Dogscooting

Eine besondere Form des Zughundesports

Dogscooter Kickbike Tretroller Alaskan Husky
Dogscooting auf Romo, Foto: Fuchs

Was macht die Faszination des Scooter-Fahrens aus? Es geht doch auch mit dem Fahrrad?
Das stimmt natürlich. Der Scooter ist dem Fahrrad aber in einem Punkt überlegen: der deutlich tiefer liegende Schwerpunkt. Der Fahrer befindet sich mit dem Trittbrett des Scooters ja nur wenige Zentimeter über dem Boden. Zudem kann man den eigenen Körperschwerpunkt auch noch weiter nach unten und hinten verlagern, was in engen Kurven deutlich höhere Geschwindigkeiten als mit dem Fahrrad ermöglicht.

Dogscooting gehört zu einer der drei Hauptrichtungen des Schlittenhundesports, dem „Dry Land Mushing“. Die beiden anderen Formen, der „Nome Style“ (mit Hundeschlitten) und der „Nordic Style“ (mit Langlaufskiern und Pulka) werden auf Schnee ausgeübt. Zum „Dry Land Mushing“ gehören natürlich auch die Disziplinen mit dem gespanngefahrenen Trainingswagen (auch als „Off-Snow-Rennen“ bekannt), „CaniCross“ (Jogging mit ziehendem Hund) und mit dem BikeJöring (ziehender Hund am Fahrrad).

Ich werde von Zeit zu Zeit gefragt ...

... wie wir unsere Touren fahren. Ob ich die Doggies unterwegs viel motivieren muss, wie ich sie anfeuere, welche Kommandos ich gebe, ob sie im Trab oder Galopp laufen und wenn, wie lang die Strecken sind, ob wir Pausen machen? Viele Fragen, die ich beantworten könnte, oder, man schaut sich diesen Film an.

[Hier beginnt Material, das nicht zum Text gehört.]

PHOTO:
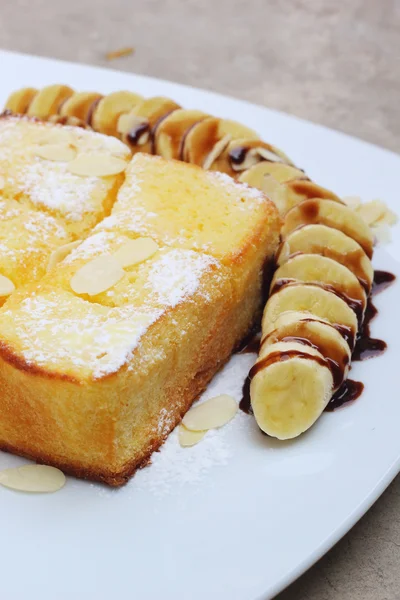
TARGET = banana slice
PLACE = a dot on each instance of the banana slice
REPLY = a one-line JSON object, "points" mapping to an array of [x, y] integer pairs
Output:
{"points": [[49, 100], [236, 130], [105, 116], [270, 178], [314, 300], [80, 105], [19, 101], [313, 268], [138, 127], [281, 172], [243, 153], [207, 140], [170, 134], [332, 243], [320, 335], [332, 214], [200, 141], [291, 384]]}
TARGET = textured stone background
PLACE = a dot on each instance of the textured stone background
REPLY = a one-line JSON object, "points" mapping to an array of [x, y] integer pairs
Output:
{"points": [[336, 63]]}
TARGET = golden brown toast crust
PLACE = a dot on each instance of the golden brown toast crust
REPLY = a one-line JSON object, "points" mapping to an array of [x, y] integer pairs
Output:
{"points": [[104, 427], [121, 477]]}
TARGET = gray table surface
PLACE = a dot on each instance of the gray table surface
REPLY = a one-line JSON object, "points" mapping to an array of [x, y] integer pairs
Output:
{"points": [[336, 63]]}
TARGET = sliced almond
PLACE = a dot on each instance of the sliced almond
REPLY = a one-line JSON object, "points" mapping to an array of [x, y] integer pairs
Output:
{"points": [[6, 286], [60, 253], [382, 234], [96, 165], [33, 478], [53, 135], [372, 211], [389, 218], [216, 152], [56, 152], [97, 276], [352, 201], [211, 414], [135, 251], [189, 438]]}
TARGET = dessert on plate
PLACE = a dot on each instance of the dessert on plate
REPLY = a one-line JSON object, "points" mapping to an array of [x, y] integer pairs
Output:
{"points": [[101, 356], [151, 272]]}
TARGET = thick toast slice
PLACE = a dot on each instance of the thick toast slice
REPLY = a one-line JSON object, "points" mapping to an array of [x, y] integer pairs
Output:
{"points": [[42, 204], [94, 383]]}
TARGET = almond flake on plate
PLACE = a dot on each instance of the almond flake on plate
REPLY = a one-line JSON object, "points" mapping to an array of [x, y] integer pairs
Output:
{"points": [[6, 286], [33, 478], [382, 234], [188, 438], [96, 165], [60, 253], [97, 276], [352, 201], [211, 414], [135, 251], [372, 211], [56, 152]]}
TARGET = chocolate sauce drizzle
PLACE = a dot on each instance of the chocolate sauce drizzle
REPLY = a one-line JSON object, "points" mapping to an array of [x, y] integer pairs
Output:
{"points": [[365, 347]]}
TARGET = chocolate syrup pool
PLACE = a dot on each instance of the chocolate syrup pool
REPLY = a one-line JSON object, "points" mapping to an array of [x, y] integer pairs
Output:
{"points": [[365, 347]]}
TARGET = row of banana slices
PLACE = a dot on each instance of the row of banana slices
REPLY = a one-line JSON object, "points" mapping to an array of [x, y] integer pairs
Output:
{"points": [[160, 126], [324, 276], [317, 301]]}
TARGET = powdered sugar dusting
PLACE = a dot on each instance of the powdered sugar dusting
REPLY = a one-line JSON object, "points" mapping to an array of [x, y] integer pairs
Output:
{"points": [[176, 275], [175, 466], [232, 186], [98, 340], [47, 183]]}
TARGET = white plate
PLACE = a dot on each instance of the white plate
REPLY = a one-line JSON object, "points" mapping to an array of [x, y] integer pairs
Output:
{"points": [[239, 516]]}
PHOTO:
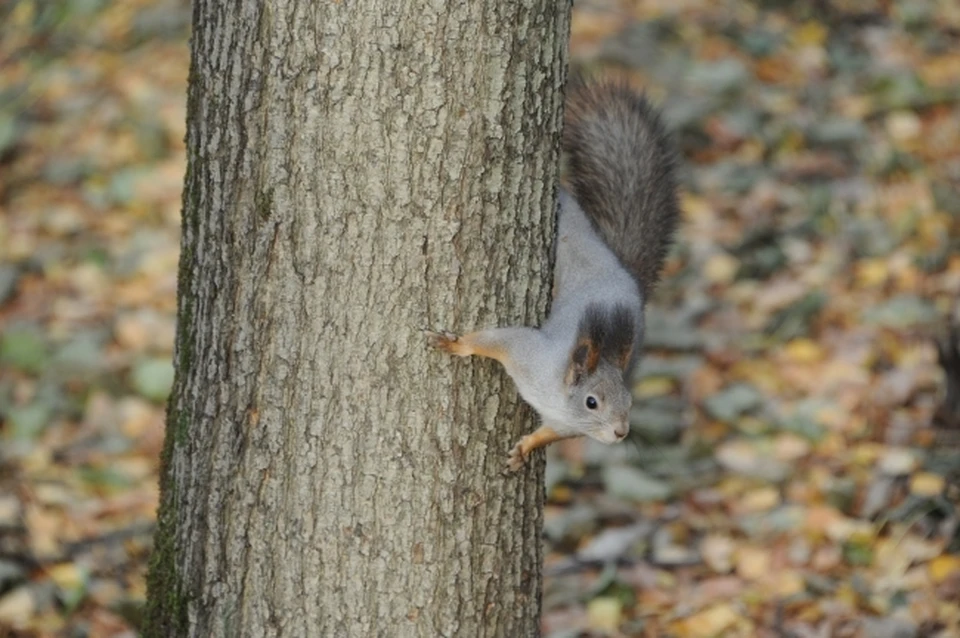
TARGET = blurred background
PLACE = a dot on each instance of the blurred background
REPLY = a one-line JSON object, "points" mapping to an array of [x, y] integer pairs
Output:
{"points": [[794, 466]]}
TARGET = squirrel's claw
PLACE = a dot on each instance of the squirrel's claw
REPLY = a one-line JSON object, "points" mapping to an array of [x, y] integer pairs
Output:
{"points": [[515, 460], [442, 340]]}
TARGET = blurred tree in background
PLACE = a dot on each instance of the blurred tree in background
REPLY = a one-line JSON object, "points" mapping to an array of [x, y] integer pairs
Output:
{"points": [[787, 476]]}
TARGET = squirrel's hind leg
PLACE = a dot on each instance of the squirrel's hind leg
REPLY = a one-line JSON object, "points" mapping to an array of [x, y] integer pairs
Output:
{"points": [[542, 437], [500, 344]]}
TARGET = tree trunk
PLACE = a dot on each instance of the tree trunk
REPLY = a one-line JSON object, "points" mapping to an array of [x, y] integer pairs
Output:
{"points": [[358, 170]]}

Das Video besticht jetzt nicht durch eine ausgefeilte filmische Technik, denn es ist ungeschnitten. Keine Musik, keine Einblendungen und das ganz bewusst, 27 Minuten lang. 8 km Trail so, wie wir ihn gefahren sind. Mit allen Unzulänglichkeiten, die auftreten können. Man sieht uns auch nur aus einer Perspektive: meiner! Es ist also nur was für Hardcore-Fans.

Aber man sieht schön, wie die Doggies instinktiv den besten Untergrund zum Laufen wählen, auch wenn wir einmal über Asphalt müssen. Und man hört, wie viel ich so unterwegs mit beiden "quatsche". Zugegeben, ein paar Kommandos kommen etwas spät. Das liegt daran, dass beide Hunde die Trails kennen und es nur 3 oder 4 Stellen gibt, an denen die Fahrtrichtung variieren kann. Einige Richtungsänderungen sind immer gleich, da ändert sich der Weg nicht.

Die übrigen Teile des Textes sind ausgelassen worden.